Reasoning-enhancement patterns Reflection, Reflexion, LATS, Self-Discovery How the agent improves, evaluates, searches, or structures its own answer.

Pattern Comparison

Pattern Paper Command Main loop Tool use Best fit Tradeoff
ReAct arXiv:2210.03629 react Reason -> action -> observation -> repeat Interleaved Interactive tasks where each observation changes the next step Simple and transparent, but can be slower or loop-prone.
Plan & Solve arXiv:2305.04091 plan-solve Plan all steps, solve each step, synthesize Optional during steps Multi-step tasks with a stable problem shape Easier to inspect than free-form CoT, but early plans can be wrong.
LLM Compiler arXiv:2312.04511 llm-compiler Compile a task DAG, execute ready tool tasks, join Structured DAG Independent or partially dependent tool calls Good for parallelism, but depends on valid structured plans.
REWOO arXiv:2305.18323 rewoo Plan evidence slots, execute tools, solve from evidence Batched after planning Retrieval/calculation tasks where observations can be separated from reasoning Reduces repeated context, but the first plan must name useful evidence.
Reflection arXiv:2303.17651 reflection Draft -> critique -> revise Usually none Writing, answer quality, self-checking, cleanup Cheap and easy, but critique quality is model-dependent.
Reflexion arXiv:2303.11366 reflexion Attempt -> evaluate -> verbal lesson -> retry Optional Tasks with a clear feedback signal or repeated attempts Can improve after failures, but needs useful evaluator feedback.
LATS arXiv:2310.04406 lats Select node with UCB, expand, evaluate, backpropagate, synthesize Optional in full versions; this lab focuses on candidate search Harder tasks where exploring alternatives helps Stronger search behavior, but higher latency and token cost.
Self-Discovery arXiv:2402.03620 self-discovery Select modules, adapt modules, build structure, fill structure Usually none Complex reasoning where choosing the right reasoning scaffold matters Produces reusable task structure, but is inference-heavy.

Setup

Install uv if needed:

curl -LsSf https://astral.sh/uv/install.sh | sh

Open a new shell after installation. If uv is still not found, add the install directory to your current shell:

export PATH="$HOME/.local/bin:$PATH"

Sync dependencies:

uv sync

Configure any OpenAI-compatible model endpoint:

export OPENAI_API_KEY="your-api-key"
export OPENAI_MODEL="your-model-name"
# Optional for non-default OpenAI-compatible endpoints:
export OPENAI_BASE_URL="https://your-compatible-endpoint.example/v1"

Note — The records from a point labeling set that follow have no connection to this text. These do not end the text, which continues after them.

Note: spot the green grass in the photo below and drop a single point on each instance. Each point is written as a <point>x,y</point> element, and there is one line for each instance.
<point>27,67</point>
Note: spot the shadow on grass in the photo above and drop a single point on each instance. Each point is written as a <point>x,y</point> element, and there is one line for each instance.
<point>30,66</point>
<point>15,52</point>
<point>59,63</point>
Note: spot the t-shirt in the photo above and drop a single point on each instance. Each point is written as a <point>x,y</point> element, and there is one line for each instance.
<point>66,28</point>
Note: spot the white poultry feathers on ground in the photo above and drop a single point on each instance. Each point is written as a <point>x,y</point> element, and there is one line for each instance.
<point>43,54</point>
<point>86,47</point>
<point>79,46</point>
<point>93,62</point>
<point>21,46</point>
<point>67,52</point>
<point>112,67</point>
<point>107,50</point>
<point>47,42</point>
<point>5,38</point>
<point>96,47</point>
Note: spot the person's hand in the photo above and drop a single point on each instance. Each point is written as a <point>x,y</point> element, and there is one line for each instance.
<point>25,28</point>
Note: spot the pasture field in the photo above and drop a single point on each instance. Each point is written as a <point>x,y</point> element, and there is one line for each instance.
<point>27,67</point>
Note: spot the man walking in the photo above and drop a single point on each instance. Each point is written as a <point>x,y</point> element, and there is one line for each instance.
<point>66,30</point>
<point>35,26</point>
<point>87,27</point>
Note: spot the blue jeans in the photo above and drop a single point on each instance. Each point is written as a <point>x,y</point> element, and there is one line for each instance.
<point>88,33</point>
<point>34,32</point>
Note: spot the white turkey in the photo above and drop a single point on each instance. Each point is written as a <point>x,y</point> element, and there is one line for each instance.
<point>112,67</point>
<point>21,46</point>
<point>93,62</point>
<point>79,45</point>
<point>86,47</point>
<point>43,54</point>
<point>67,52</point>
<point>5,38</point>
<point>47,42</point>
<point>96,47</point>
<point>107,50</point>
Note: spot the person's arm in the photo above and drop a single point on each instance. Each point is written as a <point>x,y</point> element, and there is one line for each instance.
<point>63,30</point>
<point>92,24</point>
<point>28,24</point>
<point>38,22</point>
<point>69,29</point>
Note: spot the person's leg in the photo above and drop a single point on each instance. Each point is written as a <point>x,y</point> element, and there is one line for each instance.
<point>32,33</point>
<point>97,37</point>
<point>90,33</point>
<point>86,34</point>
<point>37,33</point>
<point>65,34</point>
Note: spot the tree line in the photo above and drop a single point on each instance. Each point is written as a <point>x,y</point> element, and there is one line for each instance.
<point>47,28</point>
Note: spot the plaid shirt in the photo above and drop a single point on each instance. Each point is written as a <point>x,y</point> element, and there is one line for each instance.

The project intentionally uses the OpenAI-compatible API shape only. The code does not maintain vendor-specific routing registries.

Command-Line Usage

List patterns:

uv run python main.py patterns

Run one prompt:

uv run python main.py run \
  --pattern react \
  --input "What is 18 * 24? Use a tool if useful." \
  --show-trace

Run a different pattern:

uv run python main.py run \
  --pattern self-discovery \
  --input "Find the bug: total = 0; for n in nums: total = n; return total" \
  --show-trace

Common pattern names:

react
plan-solve
reflection
reflexion
llm-compiler
rewoo
lats
self-discovery

Manual Page Testing

Start the local chat page:

uv run python main.py chat --pattern react --port 7860

Then open:

http://127.0.0.1:7860

The --pattern option only sets the default selection. The page includes a Pattern dropdown, so you can switch between patterns without restarting the server.

Useful manual prompts:

Use the available calculator tool if useful: compute 27 * (14 + 6) - 35.
Revise this vague sentence into one clear README sentence:
Agent thing does stuff with tools and thoughts.
Explore three ways to make the LATS demo more educational, then select the best one.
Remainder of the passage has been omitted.